Reír eternamente

A comienzos del verano se nos fue un hermano. Era un hombre delgado, de rostro bondadoso, ojos brillantes y trato afable, profundamente espiritual. Se llamaba José María y fue a morir –como si fuera una humorada más de las suyas- casi en el día de su homónimo elevado a los altares (San Josemaría, todo junto). Se apellidaba Díez-Alegría y siempre hizo honor a su jubiloso nombre. Dedicó su larga vida a buscar una Iglesia “en la que quepamos todos, en esperanza y con humor” y al final resumió así su esfuerzo: “He intentado ser siempre libre y reírme de mí mismo”. Hubiera cumplido 100 años en 2011, pero se marchó antes, burlándose de los récords, de los hitos de la longevidad tan caros a los amantes de las efemérides.

El padre Díez-Alegría –es de sobra conocido- fue muchas cosas. Pero, sobre todo, fue un cristiano coherente con su fe y con su conciencia.
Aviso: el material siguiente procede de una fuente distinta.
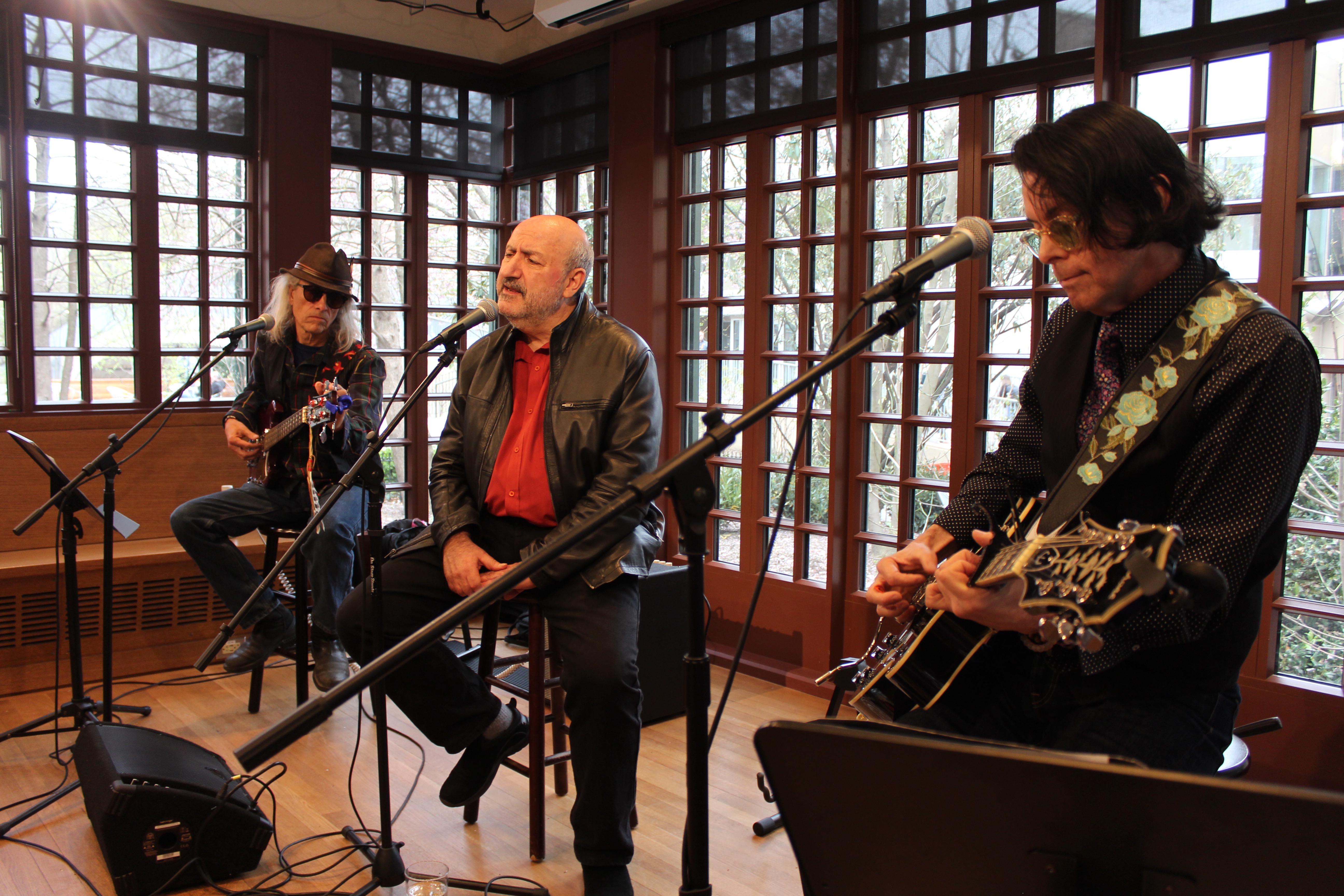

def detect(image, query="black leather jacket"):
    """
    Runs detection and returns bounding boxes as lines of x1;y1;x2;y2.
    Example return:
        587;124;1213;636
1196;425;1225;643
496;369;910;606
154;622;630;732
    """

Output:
427;297;663;588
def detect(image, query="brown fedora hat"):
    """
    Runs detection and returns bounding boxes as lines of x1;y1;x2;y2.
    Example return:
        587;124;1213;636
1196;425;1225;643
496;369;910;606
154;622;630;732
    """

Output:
279;243;355;296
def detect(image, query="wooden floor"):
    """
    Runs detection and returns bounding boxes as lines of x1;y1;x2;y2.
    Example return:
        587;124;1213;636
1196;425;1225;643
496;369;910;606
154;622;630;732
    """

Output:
0;653;848;896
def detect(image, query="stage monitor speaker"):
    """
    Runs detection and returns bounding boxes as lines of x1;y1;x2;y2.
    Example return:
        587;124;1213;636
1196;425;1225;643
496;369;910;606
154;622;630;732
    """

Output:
74;724;274;896
638;562;687;725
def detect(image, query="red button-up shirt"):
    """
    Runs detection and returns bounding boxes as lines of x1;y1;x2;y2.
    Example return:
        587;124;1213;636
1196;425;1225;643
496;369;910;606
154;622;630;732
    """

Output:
485;339;555;525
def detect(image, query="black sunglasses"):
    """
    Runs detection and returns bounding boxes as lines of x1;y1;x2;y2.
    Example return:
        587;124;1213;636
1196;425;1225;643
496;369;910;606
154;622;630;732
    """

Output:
304;283;349;310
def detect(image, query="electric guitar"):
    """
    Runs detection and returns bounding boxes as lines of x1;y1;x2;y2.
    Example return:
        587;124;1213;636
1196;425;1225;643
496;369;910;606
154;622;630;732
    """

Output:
247;395;332;488
818;508;1191;721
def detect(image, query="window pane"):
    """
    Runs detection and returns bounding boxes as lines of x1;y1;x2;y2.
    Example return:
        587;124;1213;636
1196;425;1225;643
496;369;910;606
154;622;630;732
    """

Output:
993;93;1036;152
863;482;900;535
681;308;710;352
1306;125;1344;193
1051;83;1097;121
923;106;960;161
1134;67;1189;130
915;364;951;416
989;231;1031;286
1306;207;1344;277
1210;0;1284;22
910;489;948;535
1055;0;1097;52
779;190;802;239
863;423;902;475
85;25;140;71
986;298;1031;355
1302;291;1344;361
1138;0;1195;36
989;165;1027;219
772;132;802;180
925;22;970;78
986;7;1039;66
1204;52;1269;125
868;177;906;230
1312;38;1344;111
919;171;957;224
1278;610;1344;685
865;361;905;414
915;426;951;482
770;247;798;296
1204;134;1263;199
85;75;140;121
1203;212;1258;282
985;364;1027;423
872;116;910;168
723;144;747;190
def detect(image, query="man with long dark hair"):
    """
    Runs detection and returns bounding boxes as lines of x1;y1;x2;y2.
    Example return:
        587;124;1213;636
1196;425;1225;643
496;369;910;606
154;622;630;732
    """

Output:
171;243;384;690
868;102;1321;772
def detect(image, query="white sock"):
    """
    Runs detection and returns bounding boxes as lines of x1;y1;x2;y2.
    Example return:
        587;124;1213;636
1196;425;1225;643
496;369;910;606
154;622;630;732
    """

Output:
481;703;513;740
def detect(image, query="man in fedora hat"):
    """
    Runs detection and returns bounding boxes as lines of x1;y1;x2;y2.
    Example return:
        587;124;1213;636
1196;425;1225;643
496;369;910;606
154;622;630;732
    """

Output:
172;243;384;690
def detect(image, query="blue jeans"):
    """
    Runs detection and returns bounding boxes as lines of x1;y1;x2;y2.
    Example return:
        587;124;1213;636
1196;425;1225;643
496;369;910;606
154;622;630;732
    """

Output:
169;482;364;635
898;631;1241;774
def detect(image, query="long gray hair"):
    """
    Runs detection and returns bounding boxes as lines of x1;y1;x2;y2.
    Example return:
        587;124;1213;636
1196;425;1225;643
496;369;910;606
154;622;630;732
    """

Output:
266;274;360;352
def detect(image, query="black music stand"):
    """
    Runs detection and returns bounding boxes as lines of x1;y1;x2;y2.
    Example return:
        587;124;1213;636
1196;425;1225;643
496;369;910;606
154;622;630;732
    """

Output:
0;430;151;836
755;721;1344;896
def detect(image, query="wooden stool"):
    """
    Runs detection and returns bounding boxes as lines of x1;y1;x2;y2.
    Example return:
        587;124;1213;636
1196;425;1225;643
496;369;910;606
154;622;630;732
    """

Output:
462;597;640;862
247;527;312;712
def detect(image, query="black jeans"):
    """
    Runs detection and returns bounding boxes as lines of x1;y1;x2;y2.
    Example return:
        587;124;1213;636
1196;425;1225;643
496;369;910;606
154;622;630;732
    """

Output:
336;516;640;865
899;633;1241;774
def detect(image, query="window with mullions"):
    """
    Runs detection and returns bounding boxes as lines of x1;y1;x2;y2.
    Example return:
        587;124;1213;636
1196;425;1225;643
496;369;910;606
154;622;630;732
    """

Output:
332;63;504;173
677;125;836;584
426;177;503;492
331;168;411;520
1274;31;1344;685
25;134;140;406
859;105;961;582
23;15;255;142
859;0;1097;95
508;164;610;310
984;82;1093;457
157;149;255;402
1133;52;1270;289
673;0;836;140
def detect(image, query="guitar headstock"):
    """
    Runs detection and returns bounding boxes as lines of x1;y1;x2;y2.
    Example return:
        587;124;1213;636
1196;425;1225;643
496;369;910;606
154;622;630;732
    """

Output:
974;520;1183;650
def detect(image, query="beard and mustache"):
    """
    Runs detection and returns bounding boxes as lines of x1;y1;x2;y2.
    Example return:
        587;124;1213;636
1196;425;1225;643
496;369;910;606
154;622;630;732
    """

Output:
496;277;564;326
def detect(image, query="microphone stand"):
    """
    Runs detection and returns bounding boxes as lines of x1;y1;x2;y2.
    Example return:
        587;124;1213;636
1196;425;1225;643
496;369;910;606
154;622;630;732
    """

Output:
231;282;919;896
10;334;242;740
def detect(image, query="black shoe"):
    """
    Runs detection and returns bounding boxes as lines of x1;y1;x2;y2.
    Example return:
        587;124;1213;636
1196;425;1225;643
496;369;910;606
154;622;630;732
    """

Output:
313;629;349;690
438;700;527;807
225;618;294;672
583;865;634;896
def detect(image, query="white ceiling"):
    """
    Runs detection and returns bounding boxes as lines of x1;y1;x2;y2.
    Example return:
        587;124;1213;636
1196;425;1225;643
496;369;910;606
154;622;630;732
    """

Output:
172;0;677;63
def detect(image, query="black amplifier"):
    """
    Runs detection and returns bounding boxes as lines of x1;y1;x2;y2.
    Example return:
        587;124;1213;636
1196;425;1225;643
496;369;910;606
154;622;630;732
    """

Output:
74;724;274;896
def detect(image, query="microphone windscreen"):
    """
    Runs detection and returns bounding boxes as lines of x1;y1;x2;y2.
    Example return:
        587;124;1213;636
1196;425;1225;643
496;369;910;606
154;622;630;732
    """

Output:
954;215;995;258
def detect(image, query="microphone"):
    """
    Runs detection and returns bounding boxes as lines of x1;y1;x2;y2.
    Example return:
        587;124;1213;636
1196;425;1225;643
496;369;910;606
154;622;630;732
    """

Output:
863;218;993;302
215;314;276;339
417;298;499;355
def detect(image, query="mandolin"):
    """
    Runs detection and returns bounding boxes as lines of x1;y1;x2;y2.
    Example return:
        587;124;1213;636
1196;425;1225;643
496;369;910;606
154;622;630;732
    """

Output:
818;508;1189;721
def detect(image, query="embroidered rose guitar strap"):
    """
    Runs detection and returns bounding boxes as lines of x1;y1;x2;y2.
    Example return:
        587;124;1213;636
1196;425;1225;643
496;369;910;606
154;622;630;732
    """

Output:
1038;279;1278;533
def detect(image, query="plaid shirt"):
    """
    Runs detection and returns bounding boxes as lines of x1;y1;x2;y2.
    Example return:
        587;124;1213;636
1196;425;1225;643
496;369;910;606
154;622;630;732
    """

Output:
225;332;386;496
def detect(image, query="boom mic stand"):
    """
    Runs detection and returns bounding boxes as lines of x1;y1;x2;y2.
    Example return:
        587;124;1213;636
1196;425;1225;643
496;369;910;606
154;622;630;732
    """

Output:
231;279;922;896
193;340;546;896
14;336;250;740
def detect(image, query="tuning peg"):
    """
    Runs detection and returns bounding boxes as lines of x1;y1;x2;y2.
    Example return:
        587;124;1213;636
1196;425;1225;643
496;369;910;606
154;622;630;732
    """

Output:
1074;626;1106;653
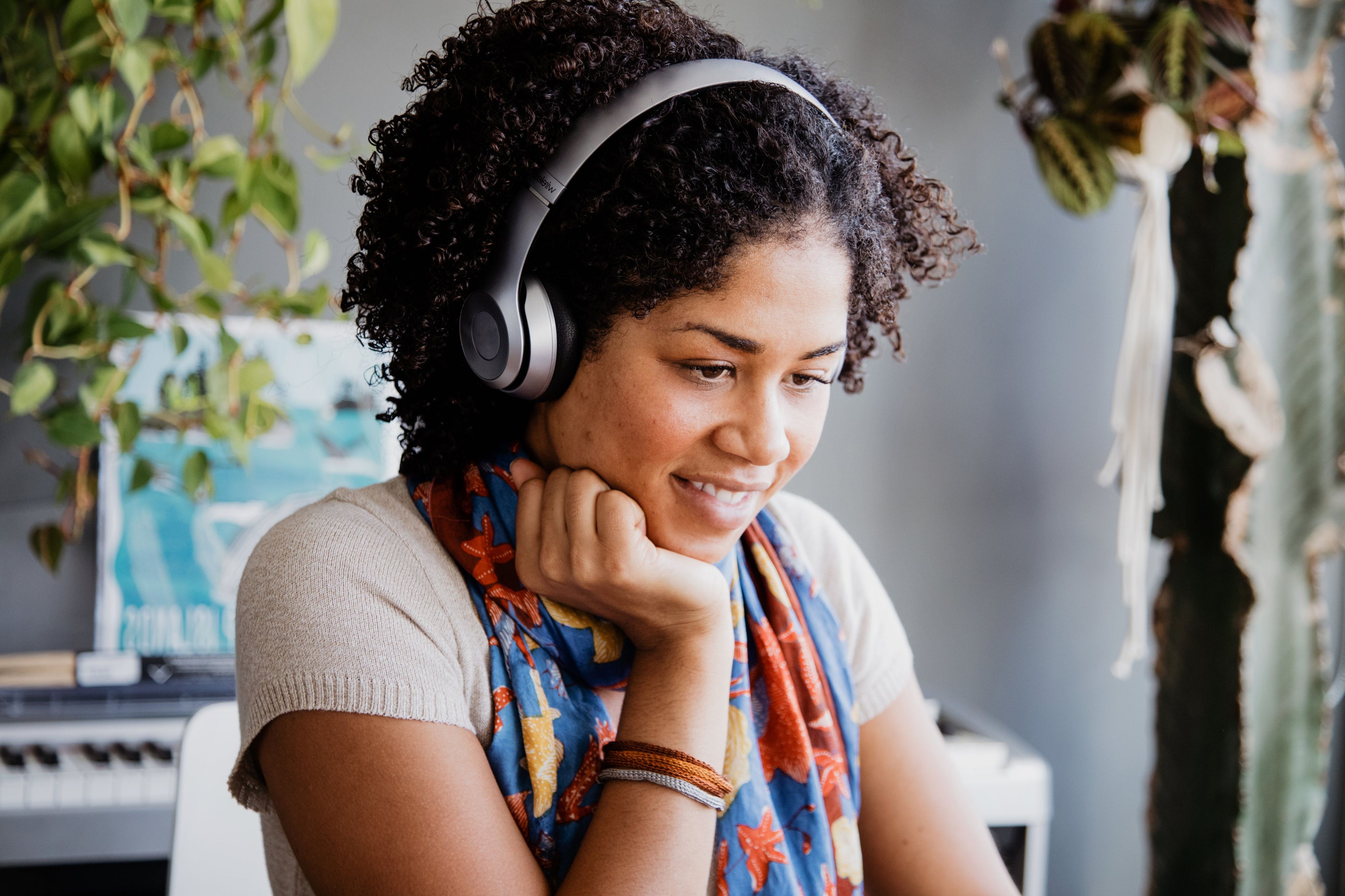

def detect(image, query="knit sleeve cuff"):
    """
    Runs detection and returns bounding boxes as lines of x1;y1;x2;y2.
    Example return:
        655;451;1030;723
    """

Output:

Cuando tuvo que elegir entre su brillante carrera eclesiástica y su fidelidad al Evangelio, no dudó. No podía dudar. Le costó la reprobación jerárquica y la expulsión de su casa. Lo aceptó. José María, aunque enjuto, tenía anchas las espaldas. Y el ánimo, que descansaba con total despreocupación en Jesús de Nazaret, más ancho todavía.
Buscó –y encontró- nuevos y apropiados modos de vivir la Iglesia entre los pobres. Se atrevió a abrir caminos, corriendo el riesgo de equivocarse –incluso equivocándose-, de ser mal interpretado y, por supuesto, de escandalizar. Dios sabe que nunca le movió el afán de novedad ni la búsqueda de prestigio personal. La merecida autoridad que alcanzó entre los muchos que le queríamos y admirábamos no se debía a sus cargos –que apenas tuvo- ni a su sabiduría –que sí tenía, y mucha-, sino a su manera de estar en el mundo y de actuar como un hombre creyente. Su fe libre, viva, madura y –huelga decirlo- jovial sigue siendo un claro ejemplo de cómo hay que ser cristiano en este siglo XXI.

Así que éste es un texto de recuerdo y homenaje al amigo que ya no está con nosotros, pero no es un texto triste. José María no está enterrado. Está encielado. No se ha ido. Ha llegado. No pedimos para él, como dicen los Requiem, el reposo eterno. Sabemos que está gozando de su Dios Padre y Madre a pleno corazón y a tiempo completo, con una alegría que nada puede empañar, con el alborozo de una fiesta sin fin. José María está haciendo ya lo que más le gustaba: reír por toda la eternidad.